Por Monseñor Carlo Maria Viganò
Salve, Regina.
Con estas palabras comienza una de las oraciones más intensas de doctrina y de espiritualidad, y al mismo tiempo más querida por el pueblo cristiano.
Es el saludo sencillo, compuesto, reverente, de una multitud infinita de almas que desde todos los rincones del mundo – y desde las penas purificadoras del Purgatorio – se eleva a la Augusta Virgen Madre, Nuestra Señora, que honramos como Reina en virtud de su divina Maternidad, de los méritos de la Corredención y de los privilegios especialísimos con los que, en vista de la Encarnación, ha sido distinguida por la Santísima Trinidad.
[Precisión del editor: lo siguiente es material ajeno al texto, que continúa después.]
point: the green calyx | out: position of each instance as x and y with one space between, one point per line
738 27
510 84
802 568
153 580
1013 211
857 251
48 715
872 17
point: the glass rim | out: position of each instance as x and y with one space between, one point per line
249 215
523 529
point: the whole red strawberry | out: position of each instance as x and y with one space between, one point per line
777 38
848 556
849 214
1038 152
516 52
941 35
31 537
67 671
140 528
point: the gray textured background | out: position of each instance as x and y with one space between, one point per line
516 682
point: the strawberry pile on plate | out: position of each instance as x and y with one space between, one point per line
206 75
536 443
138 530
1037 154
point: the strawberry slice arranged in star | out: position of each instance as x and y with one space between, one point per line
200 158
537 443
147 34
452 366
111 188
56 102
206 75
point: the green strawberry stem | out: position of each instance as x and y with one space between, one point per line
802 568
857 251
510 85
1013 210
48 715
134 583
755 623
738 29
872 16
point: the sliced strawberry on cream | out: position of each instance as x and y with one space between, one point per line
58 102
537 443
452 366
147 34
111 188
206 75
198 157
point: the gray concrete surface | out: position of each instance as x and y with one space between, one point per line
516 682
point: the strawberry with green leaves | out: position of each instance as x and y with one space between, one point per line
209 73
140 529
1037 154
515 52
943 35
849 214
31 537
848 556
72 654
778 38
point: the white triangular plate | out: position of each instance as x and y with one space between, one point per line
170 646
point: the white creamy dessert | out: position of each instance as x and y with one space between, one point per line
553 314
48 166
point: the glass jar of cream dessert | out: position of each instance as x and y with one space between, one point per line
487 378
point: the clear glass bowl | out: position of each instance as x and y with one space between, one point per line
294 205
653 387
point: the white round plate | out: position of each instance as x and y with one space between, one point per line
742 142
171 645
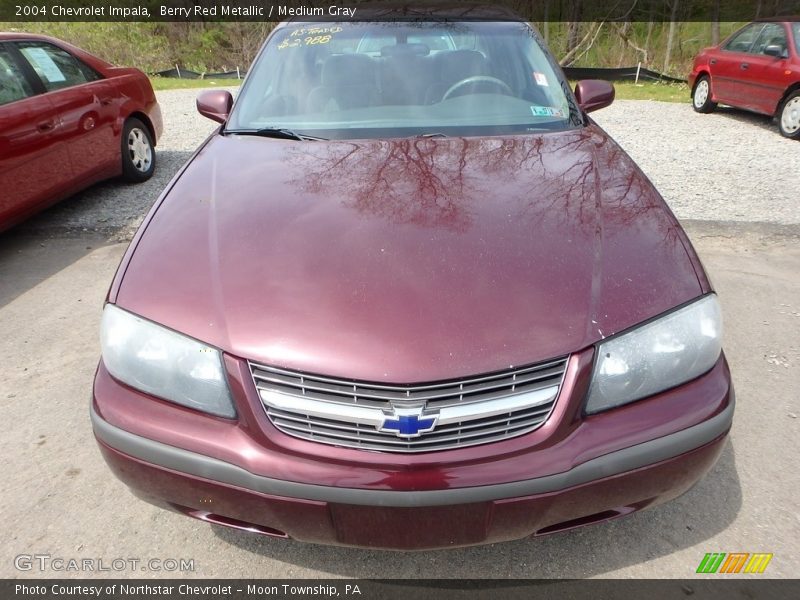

A esas voces se unen las de las Jerarquías angélicas y de los Santos, que desde su morada de gloria celebran a Aquella que, sobre todas las criaturas, fue elegida para ser el Tabernáculo del Altísimo, el Arca de la Eterna Alianza en la que se custodia la plenitud de la Ley, el Pan de la Vida, el cetro del nuevo Aarón, el óleo de la Unción real y sacerdotal.
María Santísima es también Reina de la Cruz: su Regalidad, a imitación de la Soberanía de Cristo, fue conquistada en la co-Pasión y coronada en la Corredención, porque no puede haber la gloria de la victoria sin antes subir al Calvario.
Quien no reconoce a María Santísima como Reina y Señora, no reconoce a Jesucristo como Rey, ni puede esperar tener parte en el banquete del Soberano quien no honra a su Madre.